Existe um tipo de história que ganha força justamente quando tira o glamour da fama e mostra o que sobra quando os aplausos diminuem. É nessa linha que Jay Kelly se posiciona.
O filme coloca George Clooney em um papel que parece refletir muito da própria imagem pública que ele construiu ao longo dos anos — elegante, reconhecido, mas lidando com um certo desgaste que já não dá para disfarçar.
Aqui, Clooney vive um astro consagrado que começa a perceber que o prestígio não resolve tudo. Jay Kelly ainda é tratado como referência por onde passa, mas internamente carrega dúvidas que não aparecem nas entrevistas nem nas fotos.
Ao lado dele está Ron Sukenick, empresário interpretado por Adam Sandler, que funciona como uma espécie de filtro entre o ator e o mundo — alguém que organiza, protege e, quando precisa, fala o que ninguém mais tem coragem.

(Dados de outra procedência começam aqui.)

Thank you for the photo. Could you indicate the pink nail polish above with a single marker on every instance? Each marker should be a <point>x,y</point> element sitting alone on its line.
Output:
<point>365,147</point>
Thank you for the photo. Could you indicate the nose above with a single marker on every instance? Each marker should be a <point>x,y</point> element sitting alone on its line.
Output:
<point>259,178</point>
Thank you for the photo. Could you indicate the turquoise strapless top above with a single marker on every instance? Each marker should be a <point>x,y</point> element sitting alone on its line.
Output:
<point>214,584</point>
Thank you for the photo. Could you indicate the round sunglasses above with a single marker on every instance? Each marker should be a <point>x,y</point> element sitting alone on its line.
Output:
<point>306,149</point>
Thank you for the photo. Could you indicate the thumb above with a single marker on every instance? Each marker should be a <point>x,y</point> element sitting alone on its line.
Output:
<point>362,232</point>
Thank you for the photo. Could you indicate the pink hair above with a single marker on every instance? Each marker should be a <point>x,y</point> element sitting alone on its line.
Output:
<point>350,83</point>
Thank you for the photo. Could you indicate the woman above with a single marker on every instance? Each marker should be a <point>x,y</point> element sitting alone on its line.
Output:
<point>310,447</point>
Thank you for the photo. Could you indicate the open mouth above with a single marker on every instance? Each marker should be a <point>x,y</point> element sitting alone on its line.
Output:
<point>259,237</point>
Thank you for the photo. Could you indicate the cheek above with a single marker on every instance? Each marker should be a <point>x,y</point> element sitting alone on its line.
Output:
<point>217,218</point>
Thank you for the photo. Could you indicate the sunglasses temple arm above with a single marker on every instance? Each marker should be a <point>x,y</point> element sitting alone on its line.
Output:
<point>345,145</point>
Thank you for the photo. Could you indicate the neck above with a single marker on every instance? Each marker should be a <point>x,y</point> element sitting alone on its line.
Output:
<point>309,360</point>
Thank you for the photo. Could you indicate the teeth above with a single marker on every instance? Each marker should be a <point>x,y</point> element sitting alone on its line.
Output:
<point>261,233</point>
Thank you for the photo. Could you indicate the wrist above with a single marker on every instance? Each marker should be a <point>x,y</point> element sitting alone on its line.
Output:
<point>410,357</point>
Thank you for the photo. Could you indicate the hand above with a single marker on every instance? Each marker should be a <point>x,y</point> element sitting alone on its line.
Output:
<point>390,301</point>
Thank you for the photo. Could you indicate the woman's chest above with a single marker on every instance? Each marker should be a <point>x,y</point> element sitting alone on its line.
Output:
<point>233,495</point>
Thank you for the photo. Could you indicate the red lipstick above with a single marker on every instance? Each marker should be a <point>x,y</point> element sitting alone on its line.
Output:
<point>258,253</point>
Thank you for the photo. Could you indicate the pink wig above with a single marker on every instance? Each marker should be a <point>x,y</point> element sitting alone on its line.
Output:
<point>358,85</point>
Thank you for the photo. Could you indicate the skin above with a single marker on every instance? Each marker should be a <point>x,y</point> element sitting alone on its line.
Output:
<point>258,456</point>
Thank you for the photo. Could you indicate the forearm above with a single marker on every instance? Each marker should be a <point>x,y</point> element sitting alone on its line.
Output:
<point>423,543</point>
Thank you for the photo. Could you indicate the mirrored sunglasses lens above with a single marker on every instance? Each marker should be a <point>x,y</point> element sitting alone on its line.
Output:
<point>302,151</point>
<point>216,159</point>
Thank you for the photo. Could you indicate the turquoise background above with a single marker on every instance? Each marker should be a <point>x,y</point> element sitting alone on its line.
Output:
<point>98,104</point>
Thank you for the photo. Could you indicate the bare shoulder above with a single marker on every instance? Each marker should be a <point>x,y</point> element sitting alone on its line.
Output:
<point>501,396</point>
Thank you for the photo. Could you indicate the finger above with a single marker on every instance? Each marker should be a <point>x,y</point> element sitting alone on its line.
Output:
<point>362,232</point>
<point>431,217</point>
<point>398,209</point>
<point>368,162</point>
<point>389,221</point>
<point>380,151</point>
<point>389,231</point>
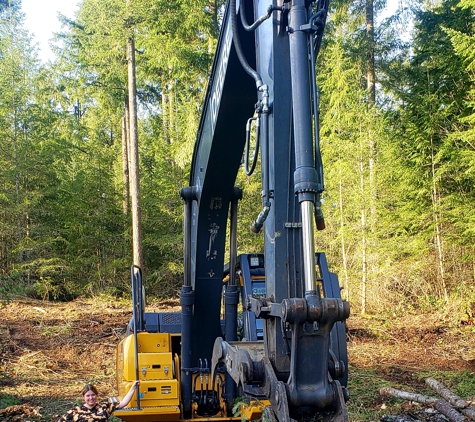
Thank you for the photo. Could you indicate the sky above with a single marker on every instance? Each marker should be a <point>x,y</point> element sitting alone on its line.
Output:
<point>41,20</point>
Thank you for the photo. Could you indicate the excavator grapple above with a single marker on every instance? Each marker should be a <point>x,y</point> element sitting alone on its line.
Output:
<point>259,335</point>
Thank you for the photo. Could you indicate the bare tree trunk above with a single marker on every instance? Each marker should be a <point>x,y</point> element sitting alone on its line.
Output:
<point>343,247</point>
<point>364,266</point>
<point>165,111</point>
<point>125,163</point>
<point>134,158</point>
<point>437,225</point>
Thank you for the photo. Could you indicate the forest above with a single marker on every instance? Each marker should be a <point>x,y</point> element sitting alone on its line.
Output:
<point>398,142</point>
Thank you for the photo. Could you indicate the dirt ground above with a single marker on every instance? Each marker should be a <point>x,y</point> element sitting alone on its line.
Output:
<point>48,351</point>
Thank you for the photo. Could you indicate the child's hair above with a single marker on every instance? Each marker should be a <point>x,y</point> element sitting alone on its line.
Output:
<point>89,387</point>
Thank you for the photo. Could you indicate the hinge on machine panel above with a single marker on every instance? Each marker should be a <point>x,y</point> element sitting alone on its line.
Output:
<point>290,225</point>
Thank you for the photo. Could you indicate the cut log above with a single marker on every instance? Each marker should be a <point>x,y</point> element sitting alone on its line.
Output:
<point>447,410</point>
<point>419,398</point>
<point>396,418</point>
<point>447,394</point>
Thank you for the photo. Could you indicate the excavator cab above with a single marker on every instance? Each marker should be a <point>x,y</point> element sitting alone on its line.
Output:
<point>262,335</point>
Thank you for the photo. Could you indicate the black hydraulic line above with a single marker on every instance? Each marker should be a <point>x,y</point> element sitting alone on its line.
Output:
<point>187,299</point>
<point>232,294</point>
<point>257,225</point>
<point>248,146</point>
<point>259,21</point>
<point>305,176</point>
<point>237,45</point>
<point>320,18</point>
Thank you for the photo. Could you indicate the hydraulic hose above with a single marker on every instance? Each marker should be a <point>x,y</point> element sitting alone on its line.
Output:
<point>237,45</point>
<point>259,21</point>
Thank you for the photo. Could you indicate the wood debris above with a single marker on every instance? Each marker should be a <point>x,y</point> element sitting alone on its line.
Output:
<point>453,407</point>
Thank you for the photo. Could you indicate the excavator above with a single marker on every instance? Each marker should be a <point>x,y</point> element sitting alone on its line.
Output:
<point>259,335</point>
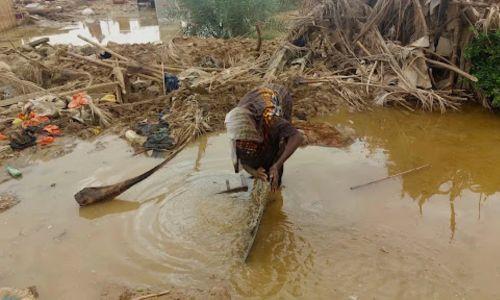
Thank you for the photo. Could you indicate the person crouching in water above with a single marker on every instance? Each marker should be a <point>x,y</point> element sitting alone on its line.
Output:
<point>261,134</point>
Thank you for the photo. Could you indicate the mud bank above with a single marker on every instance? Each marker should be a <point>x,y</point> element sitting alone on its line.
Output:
<point>431,234</point>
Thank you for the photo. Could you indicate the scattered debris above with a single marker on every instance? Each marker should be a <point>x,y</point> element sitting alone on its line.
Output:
<point>6,202</point>
<point>29,293</point>
<point>13,172</point>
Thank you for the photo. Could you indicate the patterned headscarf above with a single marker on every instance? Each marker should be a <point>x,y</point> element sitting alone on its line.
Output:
<point>241,126</point>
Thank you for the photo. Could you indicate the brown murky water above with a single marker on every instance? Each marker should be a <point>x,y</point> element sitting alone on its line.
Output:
<point>429,235</point>
<point>143,28</point>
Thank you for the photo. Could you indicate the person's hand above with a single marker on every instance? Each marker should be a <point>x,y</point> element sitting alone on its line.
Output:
<point>274,177</point>
<point>260,173</point>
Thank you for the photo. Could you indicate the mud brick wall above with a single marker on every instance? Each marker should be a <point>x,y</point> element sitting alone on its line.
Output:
<point>7,16</point>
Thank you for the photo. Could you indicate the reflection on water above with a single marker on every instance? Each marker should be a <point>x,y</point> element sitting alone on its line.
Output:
<point>322,240</point>
<point>462,149</point>
<point>143,28</point>
<point>107,208</point>
<point>280,257</point>
<point>119,30</point>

A trama se desenrola durante uma viagem pela Europa, inicialmente ligada a compromissos profissionais. Só que, conforme os dias avançam, o roteiro vai deixando os eventos formais em segundo plano e abrindo espaço para situações mais pessoais.
Jay passa por lugares onde ainda é tratado como ícone, mas também começa a cruzar com lembranças e pessoas que trazem à tona decisões antigas que ficaram mal resolvidas.
Esse movimento dá ao filme um tom mais íntimo. O personagem tenta manter a postura segura de sempre, mas começa a perder o controle em pequenas situações: conversas que saem do previsto, reencontros desconfortáveis e momentos em que o carisma não consegue sustentar o ambiente.
Aos poucos, fica claro que a imagem pública que ele construiu não acompanha mais quem ele se tornou fora dos holofotes.
Enquanto isso, Ron observa tudo com atenção quase calculada. O personagem de Sandler evita excessos, mantém as situações sob controle e tenta impedir que o amigo transforme encontros delicados em crises desnecessárias.
Existe ali uma dinâmica interessante: de um lado, um ator que ainda age como se estivesse em cena o tempo todo; do outro, alguém que entende exatamente o peso de cada gesto fora dela.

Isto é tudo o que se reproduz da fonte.